When I read Zac Bissonnette’s latest post on BloggingStocks.com, taking Citibank to task for commissioning college students to prey on their peers — it brought back memories.

My own naive student credit card application experience – for which I got a university t-shirt and a record on my credit report but no actual credit card — was similar. He was the cool guy with the red afro. These forms must be legitimate if he was hawking them. He was, after all, the fearless leader of the student section at all the university basketball games. Seriously — that was my thought pattern.

In retrospect, I have to wonder how the outgoing redhead came to be involved with the student credit card business. Bissonnette’s post sheds light on the possibilities, with Citibank now paying college-aged headhunters between $5 and $10 per college student they can convince to complete a student credit card application. Fast, easy and tempting cash for a broke kid.

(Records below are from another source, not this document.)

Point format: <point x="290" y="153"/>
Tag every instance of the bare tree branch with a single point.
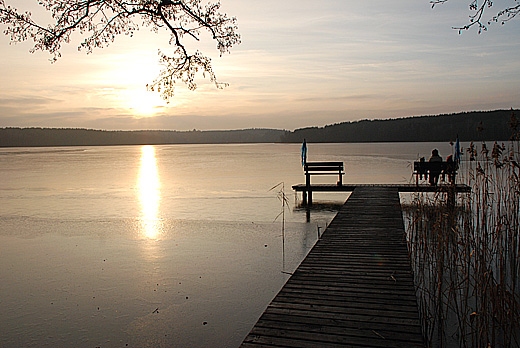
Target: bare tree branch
<point x="477" y="14"/>
<point x="101" y="21"/>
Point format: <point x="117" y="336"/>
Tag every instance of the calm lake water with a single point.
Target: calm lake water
<point x="161" y="246"/>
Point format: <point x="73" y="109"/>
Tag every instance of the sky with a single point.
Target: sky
<point x="300" y="64"/>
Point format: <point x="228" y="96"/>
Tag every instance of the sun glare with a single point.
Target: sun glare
<point x="149" y="193"/>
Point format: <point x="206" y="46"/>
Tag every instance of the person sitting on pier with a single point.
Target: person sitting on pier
<point x="434" y="174"/>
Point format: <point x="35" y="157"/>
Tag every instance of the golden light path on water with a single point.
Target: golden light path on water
<point x="149" y="187"/>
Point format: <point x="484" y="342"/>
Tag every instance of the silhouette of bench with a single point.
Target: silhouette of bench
<point x="423" y="170"/>
<point x="321" y="168"/>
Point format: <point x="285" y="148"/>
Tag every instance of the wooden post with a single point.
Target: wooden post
<point x="308" y="201"/>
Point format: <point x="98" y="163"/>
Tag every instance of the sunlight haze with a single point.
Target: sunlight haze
<point x="300" y="64"/>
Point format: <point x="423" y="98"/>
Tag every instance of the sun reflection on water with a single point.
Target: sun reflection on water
<point x="149" y="187"/>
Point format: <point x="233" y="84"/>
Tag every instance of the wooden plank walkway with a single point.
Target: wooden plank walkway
<point x="355" y="287"/>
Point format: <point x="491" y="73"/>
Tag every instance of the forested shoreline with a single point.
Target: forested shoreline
<point x="469" y="126"/>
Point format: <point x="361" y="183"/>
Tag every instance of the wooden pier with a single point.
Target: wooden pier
<point x="307" y="190"/>
<point x="355" y="287"/>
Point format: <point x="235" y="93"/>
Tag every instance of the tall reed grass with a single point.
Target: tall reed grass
<point x="466" y="257"/>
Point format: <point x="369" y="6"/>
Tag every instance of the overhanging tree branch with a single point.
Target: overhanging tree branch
<point x="476" y="18"/>
<point x="101" y="21"/>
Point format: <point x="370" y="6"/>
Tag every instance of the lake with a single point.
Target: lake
<point x="161" y="246"/>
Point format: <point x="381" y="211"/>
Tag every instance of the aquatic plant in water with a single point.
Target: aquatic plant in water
<point x="466" y="257"/>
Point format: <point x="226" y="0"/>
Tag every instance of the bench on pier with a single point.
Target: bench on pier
<point x="425" y="170"/>
<point x="321" y="168"/>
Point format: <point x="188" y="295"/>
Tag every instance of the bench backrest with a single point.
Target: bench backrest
<point x="323" y="166"/>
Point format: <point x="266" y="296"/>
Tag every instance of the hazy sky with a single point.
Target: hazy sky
<point x="301" y="63"/>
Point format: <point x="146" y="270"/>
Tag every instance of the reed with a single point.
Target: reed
<point x="466" y="257"/>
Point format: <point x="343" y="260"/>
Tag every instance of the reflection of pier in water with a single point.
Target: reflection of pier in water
<point x="355" y="287"/>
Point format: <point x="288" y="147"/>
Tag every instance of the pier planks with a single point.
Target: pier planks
<point x="355" y="287"/>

I, like the many students profiled in the Business Week articles to which Bissonnette’s post refers, had no clue about consumer credit! Not till several years later did I even give the student credit card account a second thought. Thankfully, it still had a zero balance and I closed it with ease.

Not every college student is so fortunate to escape relatively unscathed. Business Week even profiled a teen claiming to have dropped out of college his sophomore year to pay down his $3,000 student credit card bill, tired of living in fear of creditors’ calls. The article states that college student credit card use has skyrocketed over the course of one generation, and gone from 67% in 1998 to 75% presently.

Warn the kids, everyone! Education on such matters need to start in high school, long before these naive consumers hit their 18th birthday. Teach responsible money management habits and the ins and outs of credit cards sooner rather than later so they aren’t taking away loads of consumer debt along with their diploma.